In this week's edition, we talk with Katie Hornstein, a specialist of nineteenth-century French art and visual culture. Her book, Picturing War in France, 1792–1856 (Yale University Press, 2018), examines representations of contemporary conflict in the first half of the 19th century and how these pictures provided citizens with an imaginative stake in wars being waged in their name. Katie also recently co-edited Horace Vernet and the Thresholds of Nineteenth-Century Visual Culture (University Press of New England, 2017) about the artist Horace Vernet, who, although popular during his lifetime, was reviled by the poet Charles Baudelaire and thus consigned to relative obscurity. In this interview, Katie speaks about her single-authored monograph, Picturing War.
What is your book about?
My book deals with the emergence of a public in France after the French Revolution that was eager to consume pictures of war: these pictures were (relatively) easy to understand and often fun to look at, though they were also violent. I want to know what this tells us about the political and artistic culture of the late eighteenth and early nineteenth centuries.
Where do you get your ideas?
From my cat. And from primary sources, especially works of art.
What does research look like for you? What element of research could you not live without?
For research, I could not live without Gallica (the digital portal of the Bibliothèque nationale de France), museums, curators, and my colleagues.
What do you think the library of the future will look like?
I hope that it will still contain a lot of books.
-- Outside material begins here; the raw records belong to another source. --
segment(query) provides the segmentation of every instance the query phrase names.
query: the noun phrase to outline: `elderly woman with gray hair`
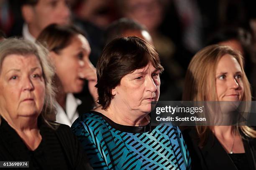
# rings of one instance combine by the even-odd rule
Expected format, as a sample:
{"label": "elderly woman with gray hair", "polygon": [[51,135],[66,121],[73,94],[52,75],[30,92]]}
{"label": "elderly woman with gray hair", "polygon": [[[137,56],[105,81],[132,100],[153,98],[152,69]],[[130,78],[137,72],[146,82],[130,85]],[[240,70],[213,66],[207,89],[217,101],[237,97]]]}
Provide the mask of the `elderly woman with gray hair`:
{"label": "elderly woman with gray hair", "polygon": [[0,42],[0,161],[29,161],[33,169],[91,169],[69,127],[52,121],[47,55],[27,40]]}

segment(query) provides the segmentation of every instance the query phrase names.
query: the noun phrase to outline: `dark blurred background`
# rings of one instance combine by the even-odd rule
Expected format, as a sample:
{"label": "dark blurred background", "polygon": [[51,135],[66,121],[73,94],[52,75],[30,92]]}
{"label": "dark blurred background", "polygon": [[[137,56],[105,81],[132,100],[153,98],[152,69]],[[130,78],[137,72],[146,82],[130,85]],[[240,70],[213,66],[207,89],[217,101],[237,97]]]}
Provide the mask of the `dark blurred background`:
{"label": "dark blurred background", "polygon": [[[0,29],[7,37],[18,36],[22,30],[23,0],[0,0]],[[127,18],[147,28],[165,69],[161,75],[160,100],[181,100],[191,58],[203,47],[220,42],[230,43],[243,54],[253,95],[256,95],[255,1],[73,0],[67,2],[72,23],[86,32],[92,50],[90,59],[95,66],[105,45],[105,30],[113,22]]]}

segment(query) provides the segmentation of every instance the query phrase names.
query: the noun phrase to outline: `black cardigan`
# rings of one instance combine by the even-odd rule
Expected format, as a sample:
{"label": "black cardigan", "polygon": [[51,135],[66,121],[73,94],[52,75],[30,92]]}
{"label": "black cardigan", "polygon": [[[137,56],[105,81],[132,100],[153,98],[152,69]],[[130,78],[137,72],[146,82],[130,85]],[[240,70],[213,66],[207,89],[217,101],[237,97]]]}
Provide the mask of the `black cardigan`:
{"label": "black cardigan", "polygon": [[68,126],[60,124],[54,130],[38,120],[42,139],[38,148],[32,151],[4,119],[1,118],[1,121],[0,161],[29,161],[29,168],[22,169],[92,169],[79,142]]}
{"label": "black cardigan", "polygon": [[[202,148],[200,148],[198,145],[199,138],[195,128],[182,132],[191,158],[192,169],[237,170],[228,154],[212,131],[209,130],[207,133],[206,143]],[[243,139],[243,142],[250,169],[256,170],[256,140],[247,138]]]}

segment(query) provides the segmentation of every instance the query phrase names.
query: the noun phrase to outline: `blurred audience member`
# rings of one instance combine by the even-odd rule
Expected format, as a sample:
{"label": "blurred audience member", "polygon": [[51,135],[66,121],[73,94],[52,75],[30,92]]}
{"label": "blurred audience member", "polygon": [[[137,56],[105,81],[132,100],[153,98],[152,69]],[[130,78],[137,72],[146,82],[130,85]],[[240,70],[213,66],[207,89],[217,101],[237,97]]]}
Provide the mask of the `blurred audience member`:
{"label": "blurred audience member", "polygon": [[105,44],[115,38],[134,36],[153,44],[151,36],[144,26],[131,19],[121,18],[111,23],[106,30]]}
{"label": "blurred audience member", "polygon": [[113,0],[80,0],[74,7],[74,12],[83,20],[104,29],[116,19]]}
{"label": "blurred audience member", "polygon": [[[96,69],[89,59],[90,45],[82,32],[75,28],[56,24],[45,28],[38,40],[46,42],[50,51],[50,59],[55,68],[56,120],[71,126],[79,114],[92,109],[94,100],[97,100],[95,87]],[[90,93],[81,99],[84,101],[82,102],[73,93],[82,91],[85,80],[88,80]]]}
{"label": "blurred audience member", "polygon": [[25,23],[22,35],[33,41],[46,27],[51,24],[61,25],[70,22],[71,12],[66,0],[23,0],[21,8]]}

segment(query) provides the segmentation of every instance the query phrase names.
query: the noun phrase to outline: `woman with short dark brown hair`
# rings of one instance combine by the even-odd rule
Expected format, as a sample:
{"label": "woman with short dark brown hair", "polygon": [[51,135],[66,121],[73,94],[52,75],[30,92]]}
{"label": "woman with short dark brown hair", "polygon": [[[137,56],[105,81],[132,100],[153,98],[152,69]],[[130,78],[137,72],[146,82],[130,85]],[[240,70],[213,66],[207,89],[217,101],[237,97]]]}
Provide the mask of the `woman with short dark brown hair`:
{"label": "woman with short dark brown hair", "polygon": [[136,37],[115,39],[105,47],[97,70],[100,105],[72,125],[93,168],[189,168],[179,128],[151,125],[151,102],[158,100],[163,71],[154,48]]}

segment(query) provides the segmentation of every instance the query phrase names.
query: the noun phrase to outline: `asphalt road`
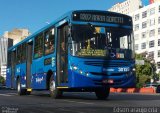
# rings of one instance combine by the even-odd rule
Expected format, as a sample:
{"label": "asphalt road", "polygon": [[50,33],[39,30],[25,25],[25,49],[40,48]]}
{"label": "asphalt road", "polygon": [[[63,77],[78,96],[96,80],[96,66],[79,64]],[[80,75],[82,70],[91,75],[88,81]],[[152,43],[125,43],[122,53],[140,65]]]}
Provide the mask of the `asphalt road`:
{"label": "asphalt road", "polygon": [[94,93],[64,93],[52,99],[48,92],[18,96],[14,90],[0,90],[0,113],[160,113],[160,94],[111,93],[97,100]]}

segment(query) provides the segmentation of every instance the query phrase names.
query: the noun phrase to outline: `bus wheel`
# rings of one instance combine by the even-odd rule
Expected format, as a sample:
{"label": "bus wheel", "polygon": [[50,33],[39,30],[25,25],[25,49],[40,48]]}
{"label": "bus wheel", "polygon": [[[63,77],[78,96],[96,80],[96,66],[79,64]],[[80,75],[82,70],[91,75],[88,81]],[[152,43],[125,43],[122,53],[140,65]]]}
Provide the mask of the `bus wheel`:
{"label": "bus wheel", "polygon": [[110,87],[97,88],[95,94],[99,100],[105,100],[108,98],[110,93]]}
{"label": "bus wheel", "polygon": [[18,95],[25,95],[26,89],[22,89],[20,79],[17,80],[17,93]]}
{"label": "bus wheel", "polygon": [[53,98],[60,98],[62,97],[62,91],[56,88],[56,83],[53,79],[53,76],[51,76],[50,78],[50,82],[49,82],[49,90],[50,90],[50,96]]}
The digital world is wonderful, but I think it's important to know how to browse the shelves and be surprised by what you find.
What advice would you give to an aspiring scholar or writer?
Put down your phone and make space for non-distracted thinking.
And finally, what do you read for fun?
I just read Goodbye Vitamin by Rachel Khong and some salacious French revolutionary historical fiction by Hilary Mantel (A Place of Greater Safety); at the moment, I'm contending with a pile of old New Yorker magazines that have gone neglected in recent months.